Margo Guernsey speaks about The Philadelphia Eleven
Upon releasing the film, Guernsey put it up on Kinema, a platform that lets filmmakers manage their own non-theatrical exhibition. She publicized the release by linking it with the Philadelphia Eleven’s 50th anniversary. After almost a decade working on this film, Guernsey said that she has built a dedicated audience that is still requesting screenings and donating, almost a year after the film’s festival premiere in August 2023.
We are the Warriors, meanwhile, emphasized hyper-local engagement at the beginning of their distribution journey, and it paid off. The film tells the story of Wells, Maine as it grapples with community debate over an indigenous mascot; these are debates that, for the past few years, have been playing out intensely all over the country. Camlin shared that things took off for him in the festival circuit. The film won the Tourmaline Prize at the Maine International Film Festival in 2023, and through a connection with a festival programmer in Florida, he was able to organize community screenings with indigenous tribes in other states. Luckily, David acknowledged, Maine has fairly robust infrastructures for artist support. Through maintaining close relationships with local nonprofits and movie theaters, he, along with his creative partner Megan Grumbling, self-managed a theatrical release, something that wouldn’t be possible in many other states. The key was maintaining control over his email list, he emphasized; Camlin refuses to use social media for We are the Warriors, but having ownership over a list of email contacts has given him far more control than having a following on Instagram.

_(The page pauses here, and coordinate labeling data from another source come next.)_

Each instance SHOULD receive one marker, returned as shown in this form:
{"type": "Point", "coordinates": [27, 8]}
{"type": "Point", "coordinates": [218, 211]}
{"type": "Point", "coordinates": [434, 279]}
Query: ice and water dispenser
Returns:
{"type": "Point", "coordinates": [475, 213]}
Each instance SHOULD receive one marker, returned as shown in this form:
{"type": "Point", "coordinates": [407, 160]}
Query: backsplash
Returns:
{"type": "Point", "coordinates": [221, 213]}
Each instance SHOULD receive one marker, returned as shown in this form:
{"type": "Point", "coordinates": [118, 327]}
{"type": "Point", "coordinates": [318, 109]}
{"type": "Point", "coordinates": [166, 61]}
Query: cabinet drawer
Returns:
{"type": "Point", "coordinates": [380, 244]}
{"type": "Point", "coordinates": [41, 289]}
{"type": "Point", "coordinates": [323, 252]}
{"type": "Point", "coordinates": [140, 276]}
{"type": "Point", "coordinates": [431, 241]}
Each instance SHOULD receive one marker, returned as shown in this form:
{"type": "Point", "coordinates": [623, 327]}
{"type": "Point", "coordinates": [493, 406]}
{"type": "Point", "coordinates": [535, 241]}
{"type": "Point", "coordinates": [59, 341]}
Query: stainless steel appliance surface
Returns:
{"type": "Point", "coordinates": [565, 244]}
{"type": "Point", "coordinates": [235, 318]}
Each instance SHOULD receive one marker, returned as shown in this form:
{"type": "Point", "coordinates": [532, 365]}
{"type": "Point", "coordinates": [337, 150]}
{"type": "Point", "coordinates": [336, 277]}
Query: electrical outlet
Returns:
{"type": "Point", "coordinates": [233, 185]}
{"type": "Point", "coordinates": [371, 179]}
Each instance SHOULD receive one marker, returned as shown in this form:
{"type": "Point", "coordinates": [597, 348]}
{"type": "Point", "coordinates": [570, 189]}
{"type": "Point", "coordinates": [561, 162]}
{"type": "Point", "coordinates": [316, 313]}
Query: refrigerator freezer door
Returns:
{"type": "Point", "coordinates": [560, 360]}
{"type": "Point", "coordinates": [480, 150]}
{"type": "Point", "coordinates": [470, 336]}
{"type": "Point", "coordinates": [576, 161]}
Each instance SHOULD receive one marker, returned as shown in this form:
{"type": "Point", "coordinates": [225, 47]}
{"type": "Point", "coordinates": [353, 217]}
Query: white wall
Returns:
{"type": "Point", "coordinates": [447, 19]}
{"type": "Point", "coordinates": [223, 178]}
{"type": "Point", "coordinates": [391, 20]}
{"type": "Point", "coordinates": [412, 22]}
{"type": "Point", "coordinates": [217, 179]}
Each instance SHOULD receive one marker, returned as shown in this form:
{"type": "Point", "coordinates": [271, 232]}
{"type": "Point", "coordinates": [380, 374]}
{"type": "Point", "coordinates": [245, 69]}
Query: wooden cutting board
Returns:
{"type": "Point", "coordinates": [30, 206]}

While each filmmakers’ journey was quite different, both touted the benefits of educational distribution and felt that it was complementary to the grassroots community screenings they were doing. Guernsey is working with Good Docs for The Philadelphia Eleven, and Camlin is currently working with DER for a fall 2024 release. These partnerships are key to reaching students and teachers as well as museums and community groups; Guernsey even referred to the educational market as “the bread and butter” for documentary distribution.

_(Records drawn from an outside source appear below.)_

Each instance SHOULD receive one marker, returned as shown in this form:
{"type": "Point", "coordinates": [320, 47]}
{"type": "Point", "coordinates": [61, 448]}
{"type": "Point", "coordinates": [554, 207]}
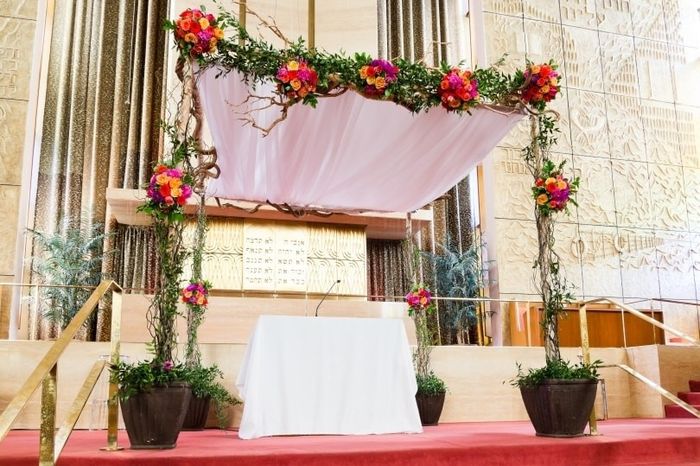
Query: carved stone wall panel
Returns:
{"type": "Point", "coordinates": [16, 37]}
{"type": "Point", "coordinates": [582, 58]}
{"type": "Point", "coordinates": [625, 128]}
{"type": "Point", "coordinates": [619, 67]}
{"type": "Point", "coordinates": [614, 16]}
{"type": "Point", "coordinates": [648, 19]}
{"type": "Point", "coordinates": [691, 177]}
{"type": "Point", "coordinates": [675, 265]}
{"type": "Point", "coordinates": [578, 13]}
{"type": "Point", "coordinates": [516, 245]}
{"type": "Point", "coordinates": [661, 132]}
{"type": "Point", "coordinates": [595, 197]}
{"type": "Point", "coordinates": [506, 36]}
{"type": "Point", "coordinates": [323, 241]}
{"type": "Point", "coordinates": [506, 7]}
{"type": "Point", "coordinates": [26, 9]}
{"type": "Point", "coordinates": [541, 10]}
{"type": "Point", "coordinates": [355, 273]}
{"type": "Point", "coordinates": [687, 21]}
{"type": "Point", "coordinates": [640, 276]}
{"type": "Point", "coordinates": [322, 273]}
{"type": "Point", "coordinates": [685, 68]}
{"type": "Point", "coordinates": [632, 194]}
{"type": "Point", "coordinates": [513, 183]}
{"type": "Point", "coordinates": [669, 194]}
{"type": "Point", "coordinates": [352, 244]}
{"type": "Point", "coordinates": [543, 42]}
{"type": "Point", "coordinates": [13, 115]}
{"type": "Point", "coordinates": [9, 199]}
{"type": "Point", "coordinates": [689, 135]}
{"type": "Point", "coordinates": [223, 270]}
{"type": "Point", "coordinates": [654, 68]}
{"type": "Point", "coordinates": [600, 261]}
{"type": "Point", "coordinates": [589, 131]}
{"type": "Point", "coordinates": [567, 246]}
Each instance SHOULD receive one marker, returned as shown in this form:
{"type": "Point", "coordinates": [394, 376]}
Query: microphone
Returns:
{"type": "Point", "coordinates": [325, 296]}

Independent film distribution is notoriously tricky right now, and nonfiction media makers often have to venture out on their own. Still, here at DER we believe that resource- and information sharing can go a long way toward making things easier for filmmakers.
In the documentary landscape as a whole, the resource-sharing and solutions that our colleagues have been producing in the past few years have been heartening to see. The Shorenstein Center’s Documentary Film in the Public Interest Initiative has been compiling a wonderful resource in their “Doc Distro Lit Review.” Another valuable resource is Seed & Spark’s Distribution Playbook.
At DER we remain committed to supporting the documentary community and look forward to hosting additional convenings.